What should we do about ITT?

I’m not sure about the word training. I trained my toddlers to use a potty. And we’re about to get a puppy and I’ll have to train that to do things as well. Not to eat my kids’ homework and so on. But why do we use the word training for teachers? It connotes compliance and technical competency in simple actions. But surely we want a profession that questions, thrives, grows and lives with complexity? Is training really the right word?

In the light of the Carter review there are many people considering what the best course of action for teacher training is now. Some have argued that teachers should just learn on the job. Like they do in MacDonalds. Others that the focus for the PGCE should be 90% subject specific (ignoring primary and special education almost entirely). Dominic Cummings has collated an excellent blog with many wise and thoughtful contributions from across the profession and this is well worth a read. But I think we’re missing a trick in simply asking what we should do with the current model. I think we need to go right back to basics. We need to ask what would need to be done in order to ensure that we have a profession that is:-

1. Knowledgeable

2. Respected

3. Autonomous

4. Trusted

Mere ‘training’ will not meet these goals on its own. Like Alison Peacock, I think that we need to rethink the notion of qualified so that once we are given QTS status, this simply marks the beginning of our professional journey and that this is something that continues for life. I think, like Tristram Hunt, that being ‘qualified’ should be a bare minimum requirement for all teachers and that this qualification should mark a level of competency that runs way beyond a subject specialism to knowledge about children, psychology, behaviour, assessment, pedagogy and curriculum design. I believe that teaching is every bit as complex and important as medicine. And a darned sight more important than law. And it should therefore carry the same status. And so, I would argue that three things need to be done:-

1. More time allocated to the qualifying period.

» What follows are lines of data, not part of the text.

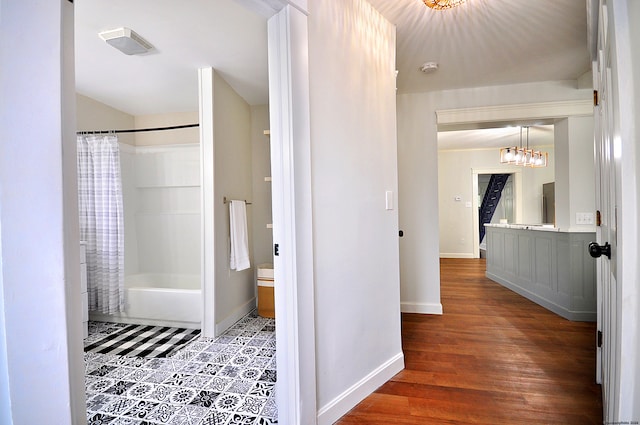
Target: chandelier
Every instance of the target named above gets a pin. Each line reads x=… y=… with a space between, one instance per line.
x=523 y=155
x=443 y=4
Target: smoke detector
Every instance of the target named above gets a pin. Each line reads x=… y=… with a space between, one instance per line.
x=429 y=67
x=126 y=40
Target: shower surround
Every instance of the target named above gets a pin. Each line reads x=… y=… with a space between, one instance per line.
x=161 y=190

Rather than arguing about the benefits of this or that route, I think all should be subsumed into one university based, two year Masters course. It is nigh on impossible to cover all that needs to be covered in a one year PGCE, hence arguments about where emphasis should be placed. Some of the most successful courses are those that take the UG route for primary teachers – the B.Ed. It used to be the case that most of these courses were 4 years long, but tuition fees put many students off applying so they reduced to 3. What if the fourth year led to a Master’s qualification? Certainly, many of my former fourth year students at MMU were writing at Masters level for their undergraduate dissertation.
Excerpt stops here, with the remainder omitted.